Both the surroundings at Waterkloof and the food you plate are beautiful - how important is the visual aspect of dining in your opinion?
How aesthetically pleasing a plate is, is what creates the mood when you see it for the first time. You consume the dish with your eyes before it even reaches your palate. I believe it takes the same amount of time to plate a dish with a bit of artistry as it does to plate it with no feelings at all.
What are your favourite local ingredients to work with?
At the moment Jerusalem artichokes, celeriac and quince are a few of my favourites. All three of these products are grown in Autumn, which is my favourite season. I find that a lot of fruits and vegetables that aren’t very popular have a lot of potential especially these three because they have very subtle, elegant flavours.
What ingredient is posing a challenge or that you've yet to work around?
I am planning to release a dish very soon using fresh snoek [a local barracuda], which I believe is part of the essence of South African cuisine. We don’t have a product like this in France and I haven’t really worked with this fresh product before so I am yet to work my way around it.
On your day off, what are you likely doing?
I do not have a lot of time to relax, but when I do I love enjoying my down time at home doing normal everyday things, like relaxing on the couch, watching Netflix or walking the dogs.
You're hosting a dinner party for six close friends or family - what will you serve?
I will definitely be serving a succulent roast chicken, made the traditional way, accompanied by some chicken jus made from the carcass, and crispy roast potatoe potatoes. A simple dish but when done properly it’s delicious. As for the wine, I’ll serve a good Pinot Noir from Cote de Beaune.
On 24 and 25 May a four hands dinner will take place at Chantel Dartnall's Mosaic restaurant. What about your respective cooking styles and the synergy between these styles?
I believe Chanel Dartnall and I have the same cooking philosophy - we both have a contemporary cooking style. Her approach is more floral and botanical than mine. I really admire her passion, work ethic and commitment. Every meal that I ever had at Mosaic was magical. This is a project that is long overdue, fortunately this year we have been able to collaborate together. I hope we get to do this four hands dinner more often.
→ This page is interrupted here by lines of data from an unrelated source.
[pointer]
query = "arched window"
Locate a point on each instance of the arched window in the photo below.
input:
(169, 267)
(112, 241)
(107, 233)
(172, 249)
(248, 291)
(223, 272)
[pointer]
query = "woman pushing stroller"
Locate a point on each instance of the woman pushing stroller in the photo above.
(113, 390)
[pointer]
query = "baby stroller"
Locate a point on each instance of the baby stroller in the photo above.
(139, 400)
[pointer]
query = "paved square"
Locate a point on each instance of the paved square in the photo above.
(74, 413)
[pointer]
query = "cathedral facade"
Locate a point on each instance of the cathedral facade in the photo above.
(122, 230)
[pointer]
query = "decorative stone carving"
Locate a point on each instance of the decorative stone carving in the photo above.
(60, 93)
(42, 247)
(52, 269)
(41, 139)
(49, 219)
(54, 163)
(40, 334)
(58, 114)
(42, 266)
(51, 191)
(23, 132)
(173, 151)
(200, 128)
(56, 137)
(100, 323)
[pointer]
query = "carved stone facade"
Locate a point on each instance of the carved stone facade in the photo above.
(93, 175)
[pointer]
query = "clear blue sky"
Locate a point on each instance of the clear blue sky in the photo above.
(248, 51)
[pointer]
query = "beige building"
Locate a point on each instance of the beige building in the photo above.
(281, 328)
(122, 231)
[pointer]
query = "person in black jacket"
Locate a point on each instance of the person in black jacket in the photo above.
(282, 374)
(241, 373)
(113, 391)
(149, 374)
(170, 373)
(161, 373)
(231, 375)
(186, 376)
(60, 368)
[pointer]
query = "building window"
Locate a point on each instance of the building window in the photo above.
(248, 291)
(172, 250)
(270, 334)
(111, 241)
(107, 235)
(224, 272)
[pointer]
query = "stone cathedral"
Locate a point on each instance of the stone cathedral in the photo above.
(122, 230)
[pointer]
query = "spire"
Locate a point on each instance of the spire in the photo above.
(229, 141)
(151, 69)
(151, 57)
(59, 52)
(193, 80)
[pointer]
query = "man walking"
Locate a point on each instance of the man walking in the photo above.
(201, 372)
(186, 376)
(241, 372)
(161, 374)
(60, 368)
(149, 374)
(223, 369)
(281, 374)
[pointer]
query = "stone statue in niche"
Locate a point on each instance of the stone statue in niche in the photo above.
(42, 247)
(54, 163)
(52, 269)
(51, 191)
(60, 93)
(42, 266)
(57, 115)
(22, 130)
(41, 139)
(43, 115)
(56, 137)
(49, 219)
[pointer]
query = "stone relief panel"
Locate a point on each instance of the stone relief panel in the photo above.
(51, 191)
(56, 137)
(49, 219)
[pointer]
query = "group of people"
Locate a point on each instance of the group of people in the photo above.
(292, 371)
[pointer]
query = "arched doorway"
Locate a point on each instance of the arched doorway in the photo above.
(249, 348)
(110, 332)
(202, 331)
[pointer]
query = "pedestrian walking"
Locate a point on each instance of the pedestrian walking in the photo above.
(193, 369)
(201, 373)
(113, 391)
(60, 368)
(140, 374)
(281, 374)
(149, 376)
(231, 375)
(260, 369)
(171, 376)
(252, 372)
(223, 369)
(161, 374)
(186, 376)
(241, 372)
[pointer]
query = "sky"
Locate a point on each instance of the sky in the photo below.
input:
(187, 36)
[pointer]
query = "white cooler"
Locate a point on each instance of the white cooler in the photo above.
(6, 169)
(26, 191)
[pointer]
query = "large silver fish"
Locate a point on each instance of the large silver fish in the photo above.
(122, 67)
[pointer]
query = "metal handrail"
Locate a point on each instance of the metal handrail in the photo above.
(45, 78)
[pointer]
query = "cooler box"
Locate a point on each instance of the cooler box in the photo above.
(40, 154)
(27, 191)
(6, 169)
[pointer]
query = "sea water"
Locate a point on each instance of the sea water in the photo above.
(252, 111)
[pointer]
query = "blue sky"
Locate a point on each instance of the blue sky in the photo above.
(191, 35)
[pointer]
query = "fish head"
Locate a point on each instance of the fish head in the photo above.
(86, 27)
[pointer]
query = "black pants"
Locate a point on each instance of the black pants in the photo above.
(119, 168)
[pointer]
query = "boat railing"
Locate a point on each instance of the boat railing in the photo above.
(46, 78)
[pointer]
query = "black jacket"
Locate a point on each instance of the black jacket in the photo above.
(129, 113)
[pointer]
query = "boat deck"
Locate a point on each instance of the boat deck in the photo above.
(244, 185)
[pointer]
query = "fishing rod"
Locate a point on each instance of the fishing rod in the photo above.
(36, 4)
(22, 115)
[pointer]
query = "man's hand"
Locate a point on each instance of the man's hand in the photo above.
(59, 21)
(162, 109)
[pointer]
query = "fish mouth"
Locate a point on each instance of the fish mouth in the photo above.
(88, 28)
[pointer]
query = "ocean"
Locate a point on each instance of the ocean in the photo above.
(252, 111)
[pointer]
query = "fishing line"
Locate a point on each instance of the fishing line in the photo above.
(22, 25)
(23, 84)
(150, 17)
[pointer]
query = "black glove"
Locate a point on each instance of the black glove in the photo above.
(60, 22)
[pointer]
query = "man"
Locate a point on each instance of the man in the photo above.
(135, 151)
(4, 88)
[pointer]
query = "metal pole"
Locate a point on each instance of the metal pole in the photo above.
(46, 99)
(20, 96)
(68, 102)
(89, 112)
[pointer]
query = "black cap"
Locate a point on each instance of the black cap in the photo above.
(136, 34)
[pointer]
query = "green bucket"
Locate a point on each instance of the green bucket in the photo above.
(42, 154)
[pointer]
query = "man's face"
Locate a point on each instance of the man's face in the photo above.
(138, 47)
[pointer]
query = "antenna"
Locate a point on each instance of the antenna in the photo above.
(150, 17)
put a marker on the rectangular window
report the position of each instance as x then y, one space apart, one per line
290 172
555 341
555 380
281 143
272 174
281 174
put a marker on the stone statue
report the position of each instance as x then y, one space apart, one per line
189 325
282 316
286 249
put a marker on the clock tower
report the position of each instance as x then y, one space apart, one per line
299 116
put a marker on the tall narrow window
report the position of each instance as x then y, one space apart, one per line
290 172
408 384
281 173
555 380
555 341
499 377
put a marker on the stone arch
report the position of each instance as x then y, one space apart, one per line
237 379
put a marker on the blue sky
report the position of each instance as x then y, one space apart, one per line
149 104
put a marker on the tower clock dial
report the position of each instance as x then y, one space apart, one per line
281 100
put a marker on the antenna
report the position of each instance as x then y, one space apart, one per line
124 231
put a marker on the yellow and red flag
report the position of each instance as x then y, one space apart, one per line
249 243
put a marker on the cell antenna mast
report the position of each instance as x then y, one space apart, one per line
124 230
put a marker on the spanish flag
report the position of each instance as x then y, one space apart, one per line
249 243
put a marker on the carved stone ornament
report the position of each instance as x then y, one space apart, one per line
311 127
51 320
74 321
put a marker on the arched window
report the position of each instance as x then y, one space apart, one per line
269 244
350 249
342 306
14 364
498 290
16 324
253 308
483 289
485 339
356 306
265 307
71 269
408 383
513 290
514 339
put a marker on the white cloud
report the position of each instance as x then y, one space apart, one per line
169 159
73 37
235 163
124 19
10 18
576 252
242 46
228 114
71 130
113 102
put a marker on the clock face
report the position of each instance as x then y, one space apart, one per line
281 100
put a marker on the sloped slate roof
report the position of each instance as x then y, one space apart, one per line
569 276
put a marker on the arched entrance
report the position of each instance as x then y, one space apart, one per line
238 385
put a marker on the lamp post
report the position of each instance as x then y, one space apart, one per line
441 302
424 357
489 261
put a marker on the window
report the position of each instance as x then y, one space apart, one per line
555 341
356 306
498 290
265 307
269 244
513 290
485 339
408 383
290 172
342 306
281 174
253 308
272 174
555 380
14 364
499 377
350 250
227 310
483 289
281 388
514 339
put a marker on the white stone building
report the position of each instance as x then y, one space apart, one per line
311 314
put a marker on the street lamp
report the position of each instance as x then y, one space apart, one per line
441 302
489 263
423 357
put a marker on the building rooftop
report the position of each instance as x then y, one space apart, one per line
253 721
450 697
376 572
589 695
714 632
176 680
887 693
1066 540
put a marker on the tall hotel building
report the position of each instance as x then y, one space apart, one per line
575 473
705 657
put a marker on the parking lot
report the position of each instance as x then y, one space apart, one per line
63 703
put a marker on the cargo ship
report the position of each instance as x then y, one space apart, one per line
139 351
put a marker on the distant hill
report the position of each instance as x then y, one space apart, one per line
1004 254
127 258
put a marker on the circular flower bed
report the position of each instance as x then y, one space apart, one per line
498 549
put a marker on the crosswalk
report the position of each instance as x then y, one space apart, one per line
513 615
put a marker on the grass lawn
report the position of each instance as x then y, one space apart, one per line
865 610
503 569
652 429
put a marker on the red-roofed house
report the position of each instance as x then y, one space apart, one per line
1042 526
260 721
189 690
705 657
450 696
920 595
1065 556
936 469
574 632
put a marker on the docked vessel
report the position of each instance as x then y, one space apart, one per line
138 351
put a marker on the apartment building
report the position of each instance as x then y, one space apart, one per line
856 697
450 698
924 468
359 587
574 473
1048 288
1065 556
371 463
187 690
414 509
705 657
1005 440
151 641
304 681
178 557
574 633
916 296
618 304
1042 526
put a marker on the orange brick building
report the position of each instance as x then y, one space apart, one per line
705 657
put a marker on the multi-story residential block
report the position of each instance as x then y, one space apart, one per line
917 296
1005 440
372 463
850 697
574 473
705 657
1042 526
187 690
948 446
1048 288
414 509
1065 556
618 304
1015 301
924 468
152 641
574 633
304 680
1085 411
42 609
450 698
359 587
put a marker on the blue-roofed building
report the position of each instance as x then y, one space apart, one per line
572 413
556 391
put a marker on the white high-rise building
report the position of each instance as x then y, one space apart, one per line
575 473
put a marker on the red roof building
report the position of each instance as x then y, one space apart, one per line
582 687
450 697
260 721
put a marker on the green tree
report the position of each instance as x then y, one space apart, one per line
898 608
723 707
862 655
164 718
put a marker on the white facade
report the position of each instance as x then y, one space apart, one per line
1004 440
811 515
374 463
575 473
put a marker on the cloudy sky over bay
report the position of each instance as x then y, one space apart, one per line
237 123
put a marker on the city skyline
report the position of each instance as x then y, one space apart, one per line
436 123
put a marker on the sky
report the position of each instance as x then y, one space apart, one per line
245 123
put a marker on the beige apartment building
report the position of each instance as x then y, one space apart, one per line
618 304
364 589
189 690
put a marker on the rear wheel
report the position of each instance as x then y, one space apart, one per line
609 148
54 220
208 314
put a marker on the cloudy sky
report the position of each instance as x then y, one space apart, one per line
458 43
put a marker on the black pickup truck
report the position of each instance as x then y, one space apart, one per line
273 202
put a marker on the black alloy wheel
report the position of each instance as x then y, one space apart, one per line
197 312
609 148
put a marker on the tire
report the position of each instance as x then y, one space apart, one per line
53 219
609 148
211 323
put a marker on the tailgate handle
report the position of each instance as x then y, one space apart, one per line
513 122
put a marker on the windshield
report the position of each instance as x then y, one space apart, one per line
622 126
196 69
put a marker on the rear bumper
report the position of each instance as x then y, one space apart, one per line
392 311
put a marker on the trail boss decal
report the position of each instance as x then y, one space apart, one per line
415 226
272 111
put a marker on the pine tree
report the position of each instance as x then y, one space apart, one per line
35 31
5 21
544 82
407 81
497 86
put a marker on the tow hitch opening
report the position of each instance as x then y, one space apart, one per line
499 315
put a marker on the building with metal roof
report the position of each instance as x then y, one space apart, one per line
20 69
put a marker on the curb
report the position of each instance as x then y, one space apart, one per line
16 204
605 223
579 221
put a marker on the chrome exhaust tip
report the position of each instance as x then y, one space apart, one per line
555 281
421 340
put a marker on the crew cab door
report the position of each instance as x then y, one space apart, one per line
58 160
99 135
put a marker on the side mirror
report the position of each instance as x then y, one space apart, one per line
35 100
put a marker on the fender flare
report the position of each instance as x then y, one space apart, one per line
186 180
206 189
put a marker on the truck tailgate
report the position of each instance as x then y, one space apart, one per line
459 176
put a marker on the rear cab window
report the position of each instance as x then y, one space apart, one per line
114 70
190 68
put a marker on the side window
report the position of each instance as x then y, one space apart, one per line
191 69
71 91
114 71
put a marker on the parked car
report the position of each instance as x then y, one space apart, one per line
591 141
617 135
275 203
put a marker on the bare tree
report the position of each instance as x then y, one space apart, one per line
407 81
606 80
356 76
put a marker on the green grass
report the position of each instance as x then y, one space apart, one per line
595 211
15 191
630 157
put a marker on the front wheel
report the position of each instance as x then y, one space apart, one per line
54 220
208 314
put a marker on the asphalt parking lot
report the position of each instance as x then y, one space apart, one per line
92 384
Tell us about one life-changing meal…
About 10-years-ago I was invited to join the Slow Food movement in Torino. One night they took me for dinner in Alba at a tiny restaurant in the middle of nowhere where we got served an 8-course meal. It was served with white truffles. At the beginning of the meal each guest had a big white truffle and a mandolin on their side plates. The dishes coming out of the kitchen were very rational and simple but cooked with passion and love. Every time a dish was served, the waiters would slice fresh truffle off your side plate. It was like this for every single course. The wine pairing was simple, vintage Dom Pérignon paired throughout.